A maioria das pistas clandestinas utilizadas pelos cartéis mexicanos estão localizadas neste estado, que faz fronteira com a região de Catacumbo, na Colômbia.
Mike Vigil, ex-diretor de Operações Internacionais da Agência Antidrogas dos Estados Unidos (DEA), destaca outro aspecto da atuação dos cartéis mexicanos na Venezuela: a aliança com a rede conhecida como Cartel de los Soles, vinculada ao chavismo e que atua de forma cada vez mais ativa, controlando, segundo Vigil, "a circulação da cocaína por meio de seus parceiros mexicanos".
Jeremy McDermott, codiretor e cofundador do InsightCrime, descreveu o Cartel de los Soles como "um grupo com círculos ou redes dentro do regime chavista que facilita, protege ou participa do tráfico de drogas".
A diferença da Venezuela em relação ao México e à Colômbia é que dentro da Venezuela uma boa porcentagem dos negócios é gerida dentro do Estado — disse McDermott, em entrevista à BBC.
No Brasil: aliança com o PCC
Os cartéis mexicanos também se infiltraram no Brasil, onde investigações da Polícia Federal e da Polícia Civil de São Paulo detectaram a presença de traficantes de drogas do CJNG, Sinaloa e Juárez.

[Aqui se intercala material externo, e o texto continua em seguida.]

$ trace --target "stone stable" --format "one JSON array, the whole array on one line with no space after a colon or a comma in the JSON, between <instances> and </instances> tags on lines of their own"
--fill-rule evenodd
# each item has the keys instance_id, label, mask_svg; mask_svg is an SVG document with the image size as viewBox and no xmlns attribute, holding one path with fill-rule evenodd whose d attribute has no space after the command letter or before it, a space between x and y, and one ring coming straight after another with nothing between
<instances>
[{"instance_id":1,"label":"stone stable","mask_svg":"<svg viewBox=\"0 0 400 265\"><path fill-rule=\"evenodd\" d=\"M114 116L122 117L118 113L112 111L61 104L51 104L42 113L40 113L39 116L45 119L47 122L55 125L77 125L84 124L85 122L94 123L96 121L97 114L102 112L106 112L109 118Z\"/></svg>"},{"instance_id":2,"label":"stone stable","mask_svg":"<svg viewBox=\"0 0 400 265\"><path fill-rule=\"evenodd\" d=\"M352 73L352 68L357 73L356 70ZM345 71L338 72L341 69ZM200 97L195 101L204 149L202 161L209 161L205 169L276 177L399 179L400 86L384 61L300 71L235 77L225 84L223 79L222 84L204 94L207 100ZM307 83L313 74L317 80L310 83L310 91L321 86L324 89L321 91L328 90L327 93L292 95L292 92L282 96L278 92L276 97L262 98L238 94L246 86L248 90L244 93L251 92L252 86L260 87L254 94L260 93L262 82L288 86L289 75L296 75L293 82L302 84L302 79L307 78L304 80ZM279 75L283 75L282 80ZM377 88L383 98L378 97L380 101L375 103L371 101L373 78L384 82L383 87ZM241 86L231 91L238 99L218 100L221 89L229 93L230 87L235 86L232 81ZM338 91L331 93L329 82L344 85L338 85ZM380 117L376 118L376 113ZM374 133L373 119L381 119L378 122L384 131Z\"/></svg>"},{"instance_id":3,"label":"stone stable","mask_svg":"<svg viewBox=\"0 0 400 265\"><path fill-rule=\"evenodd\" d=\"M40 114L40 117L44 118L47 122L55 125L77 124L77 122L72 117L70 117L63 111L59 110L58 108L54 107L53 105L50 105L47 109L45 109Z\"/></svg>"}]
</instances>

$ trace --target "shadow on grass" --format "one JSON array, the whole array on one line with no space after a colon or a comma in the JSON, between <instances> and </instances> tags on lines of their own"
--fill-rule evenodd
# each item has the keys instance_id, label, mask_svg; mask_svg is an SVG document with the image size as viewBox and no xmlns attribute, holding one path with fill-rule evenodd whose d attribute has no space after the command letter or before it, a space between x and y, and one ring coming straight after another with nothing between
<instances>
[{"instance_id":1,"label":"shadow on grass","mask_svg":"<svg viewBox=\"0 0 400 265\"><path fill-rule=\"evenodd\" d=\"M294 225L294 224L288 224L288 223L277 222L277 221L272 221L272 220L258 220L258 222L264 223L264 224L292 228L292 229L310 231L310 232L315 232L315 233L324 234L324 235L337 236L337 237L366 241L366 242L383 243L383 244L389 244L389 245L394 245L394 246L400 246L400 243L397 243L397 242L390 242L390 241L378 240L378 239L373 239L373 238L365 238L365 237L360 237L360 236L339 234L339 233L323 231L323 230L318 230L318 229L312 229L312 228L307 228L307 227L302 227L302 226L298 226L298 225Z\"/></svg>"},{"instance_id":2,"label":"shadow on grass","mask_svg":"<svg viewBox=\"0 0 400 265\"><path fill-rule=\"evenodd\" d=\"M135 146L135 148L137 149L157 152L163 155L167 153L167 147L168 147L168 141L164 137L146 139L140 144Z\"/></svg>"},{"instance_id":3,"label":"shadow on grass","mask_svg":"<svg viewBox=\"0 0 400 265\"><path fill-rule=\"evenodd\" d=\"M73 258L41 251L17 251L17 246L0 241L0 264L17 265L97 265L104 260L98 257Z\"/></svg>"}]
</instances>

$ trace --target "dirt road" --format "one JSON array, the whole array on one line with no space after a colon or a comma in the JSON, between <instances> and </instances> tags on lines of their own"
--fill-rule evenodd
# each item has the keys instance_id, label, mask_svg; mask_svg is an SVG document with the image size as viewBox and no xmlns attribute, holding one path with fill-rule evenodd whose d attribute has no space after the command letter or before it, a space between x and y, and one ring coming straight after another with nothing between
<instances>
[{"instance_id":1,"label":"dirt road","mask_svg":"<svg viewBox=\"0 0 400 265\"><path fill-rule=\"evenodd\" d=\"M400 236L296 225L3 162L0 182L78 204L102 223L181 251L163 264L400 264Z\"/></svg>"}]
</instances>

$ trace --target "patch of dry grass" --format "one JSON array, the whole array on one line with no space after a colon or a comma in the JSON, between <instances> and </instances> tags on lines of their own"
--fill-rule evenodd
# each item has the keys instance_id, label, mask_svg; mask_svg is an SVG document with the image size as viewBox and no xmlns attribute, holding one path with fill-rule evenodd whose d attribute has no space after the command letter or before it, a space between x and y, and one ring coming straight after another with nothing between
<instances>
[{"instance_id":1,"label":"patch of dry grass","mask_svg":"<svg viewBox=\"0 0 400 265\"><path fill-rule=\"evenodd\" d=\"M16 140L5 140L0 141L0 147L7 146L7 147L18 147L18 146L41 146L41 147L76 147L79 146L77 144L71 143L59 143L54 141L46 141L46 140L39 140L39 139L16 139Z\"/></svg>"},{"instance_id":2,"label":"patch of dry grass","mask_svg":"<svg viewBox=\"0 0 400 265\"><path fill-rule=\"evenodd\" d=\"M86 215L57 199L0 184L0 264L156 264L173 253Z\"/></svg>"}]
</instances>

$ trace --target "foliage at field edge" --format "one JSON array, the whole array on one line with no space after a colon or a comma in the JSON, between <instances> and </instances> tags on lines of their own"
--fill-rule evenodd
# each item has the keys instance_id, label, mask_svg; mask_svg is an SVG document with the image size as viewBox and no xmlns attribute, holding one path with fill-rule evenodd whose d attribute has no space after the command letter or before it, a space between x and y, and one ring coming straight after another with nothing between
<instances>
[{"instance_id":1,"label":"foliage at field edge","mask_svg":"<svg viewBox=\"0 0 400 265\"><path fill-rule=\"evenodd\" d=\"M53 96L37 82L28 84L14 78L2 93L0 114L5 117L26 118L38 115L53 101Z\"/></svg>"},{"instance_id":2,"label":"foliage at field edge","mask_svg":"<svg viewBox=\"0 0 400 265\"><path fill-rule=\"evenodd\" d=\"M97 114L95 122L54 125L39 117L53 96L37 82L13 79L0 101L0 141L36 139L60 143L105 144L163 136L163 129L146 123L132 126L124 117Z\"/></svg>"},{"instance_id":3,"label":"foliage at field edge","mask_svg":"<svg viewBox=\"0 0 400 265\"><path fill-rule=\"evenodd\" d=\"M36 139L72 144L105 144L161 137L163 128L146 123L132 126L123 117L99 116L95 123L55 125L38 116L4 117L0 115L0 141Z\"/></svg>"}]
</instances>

As investigações revelam que, nos últimos 10 anos, os narcos têm atuado por meio de acordos com o Primeiro Comando da Capital (PCC), a maior organização criminosa não só do Brasil, mas da América do Sul, que por sua vez mantém alianças com grupos de outras países, como La Banda de los Monos, na Argentina, e aos quais são atribuídos múltiplos assassinatos.
Embora existam poucas evidências sobre os acordos entre o PCC e os cartéis mexicanos, em 2019 o Ministério Público denunciou Decinho, um dos chefes do PCC em São Paulo, e na época apontou que o Cartel de Sinaloa era um "fornecedor de drogas" em larga escala para o PCC, abastecendo tanto o mercado interno como exportando drogas para a Europa.”
Com base nas investigações, também foi revelado o crescente papel do Brasil como plataforma de embarque de drogas dos cartéis mexicanos para a Europa. Um desses casos foi o que levou à prisão, em 2016, de quatro mexicanos, acusados de pertencer ao CJNG e que pretendiam enviar um carregamento de 90 quilos de cocaína para a Europa.